A Times Editorial
© St. Petersburg Times, published March 11, 2001
The Citrus County Commission will trod familiar ground when it convenes Tuesday to discuss which path leads to a successful economic development program. After all, the commission has been struggling to reach that goal for about 10 years, and several routes it has taken have led to dead ends.
It is time for the commission to concentrate on where it wants to go before it decides how to get there.
The commission has thrown good money after bad in an effort to underwrite a public-private partnership to handle the chore of economic development since it abandoned the county-run office headed by Roy Taylor in 1993. The next creation was the Economic Development Association of Citrus County, and it was succeeded by the Economic Development Council, which has soaked up almost $200,000 in public money in the past two years.
Failures and embarrassments have outnumbered the EDC's successes. Early attempts to shut the public out of its doings irreparably harmed the EDC's public image, undermining later attempts to rectify that misstep and culminating in the firing of former executive director Rick Jensen last fall.
The EDC has been only one commission vote from extinction for almost a year, and at Tuesday's meeting the group is expected to justify its existence and make the case once more to reinvent itself.
To ensure full accountability to the public for its investment in the EDC, the commission should focus on the option of returning the task of economic development to the county staff. Doing so would negate the inherent conflicts that exist in an organization that is governed by private individuals who are on the inside track to acquire information about businesses and industries that are considering locating in Citrus County. Turf wars between competing businesses represented on the EDC board are intrinsic, and no matter how altruistic the intentions of its members, those conflicts and inequalities tear at the foundation of public trust.
But even before the commission considers returning to a county-run department, its most sensible course would be to suspend additional funding of the EDC temporarily until it knows what it wants, and can reasonably expect, from an economic development program.

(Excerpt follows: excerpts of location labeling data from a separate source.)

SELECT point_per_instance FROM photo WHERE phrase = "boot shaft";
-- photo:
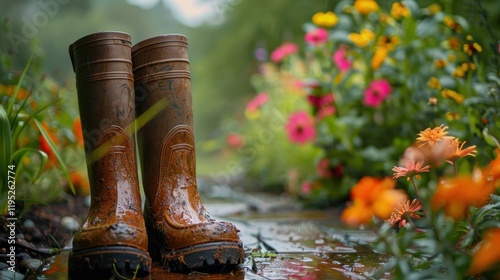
(105, 84)
(104, 79)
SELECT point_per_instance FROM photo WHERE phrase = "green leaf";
(53, 147)
(13, 98)
(20, 154)
(5, 148)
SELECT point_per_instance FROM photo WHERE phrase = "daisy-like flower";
(399, 10)
(300, 128)
(327, 20)
(341, 60)
(404, 210)
(412, 169)
(457, 151)
(363, 38)
(432, 136)
(488, 254)
(316, 37)
(448, 93)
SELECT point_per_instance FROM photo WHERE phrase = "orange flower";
(453, 25)
(412, 169)
(378, 58)
(456, 195)
(77, 130)
(402, 210)
(372, 196)
(365, 7)
(448, 93)
(358, 213)
(80, 182)
(433, 136)
(492, 171)
(363, 38)
(488, 254)
(457, 151)
(327, 20)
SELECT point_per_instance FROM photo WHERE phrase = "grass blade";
(5, 148)
(20, 154)
(13, 98)
(53, 147)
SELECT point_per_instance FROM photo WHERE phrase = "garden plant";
(378, 93)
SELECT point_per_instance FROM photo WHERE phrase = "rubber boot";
(181, 232)
(113, 239)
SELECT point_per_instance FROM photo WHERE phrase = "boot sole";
(104, 262)
(209, 258)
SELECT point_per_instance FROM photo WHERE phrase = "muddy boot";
(113, 239)
(181, 232)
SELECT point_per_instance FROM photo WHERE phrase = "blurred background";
(224, 36)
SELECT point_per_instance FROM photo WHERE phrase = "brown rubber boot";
(181, 232)
(113, 239)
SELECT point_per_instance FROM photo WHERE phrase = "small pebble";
(31, 264)
(10, 275)
(23, 256)
(70, 223)
(28, 224)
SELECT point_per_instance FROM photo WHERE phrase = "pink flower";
(341, 60)
(325, 112)
(306, 187)
(316, 36)
(235, 140)
(325, 170)
(283, 51)
(300, 128)
(376, 92)
(259, 100)
(320, 101)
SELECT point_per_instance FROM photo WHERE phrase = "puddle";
(285, 246)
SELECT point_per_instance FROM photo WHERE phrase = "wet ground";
(280, 243)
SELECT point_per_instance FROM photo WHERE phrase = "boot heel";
(105, 262)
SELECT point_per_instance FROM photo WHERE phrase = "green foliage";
(372, 81)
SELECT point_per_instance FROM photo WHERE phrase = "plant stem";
(417, 192)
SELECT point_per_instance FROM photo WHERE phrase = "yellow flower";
(472, 48)
(387, 42)
(453, 25)
(327, 20)
(448, 93)
(363, 38)
(412, 169)
(372, 196)
(451, 116)
(488, 254)
(453, 43)
(399, 10)
(432, 136)
(434, 83)
(378, 58)
(365, 7)
(440, 63)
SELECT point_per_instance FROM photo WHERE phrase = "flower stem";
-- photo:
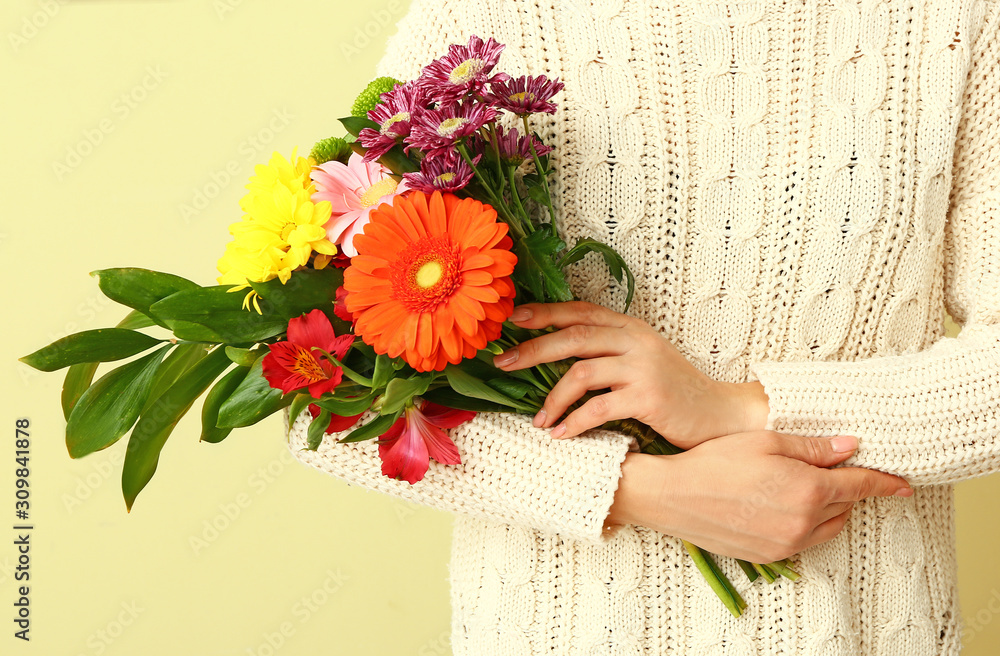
(716, 579)
(543, 173)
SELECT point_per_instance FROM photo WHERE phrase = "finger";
(857, 483)
(829, 529)
(834, 509)
(561, 315)
(593, 413)
(582, 377)
(580, 341)
(816, 451)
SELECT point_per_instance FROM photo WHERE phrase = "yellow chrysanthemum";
(281, 229)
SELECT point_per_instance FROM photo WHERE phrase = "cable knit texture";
(803, 190)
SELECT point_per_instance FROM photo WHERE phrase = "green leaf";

The questions have been out there for years, but seldom are they answered. They include:
Should the EDC's priority be to attract new businesses from outside the county?
Should the EDC make more of a commitment to the expansion of existing businesses?
Should the EDC concentrate on developing land and infrastructure to accommodate industries in designated areas of the county?
If the commission can reach consensus on those core issues, it then should draw up a contract with the group that spells out clearly defined, quantifiable goals. In order to continue to receive public funding, those objectives should be achieveable and measurable, including minimums for job creation, and additions to the industrial tax base.
Without demanding assessable results, the commission invites the EDC to avoid true accountability and find its own way, which is a task that has been beyond its understanding so far.
The commission must make it clear that providing 50 percent of the EDC's funding means it is, in effect, the sole client, and if the private group cannot accomplish what is expected of it, it cannot continue to exist. If Tuesday's discussion is not based on that premise, it will be a waste of time.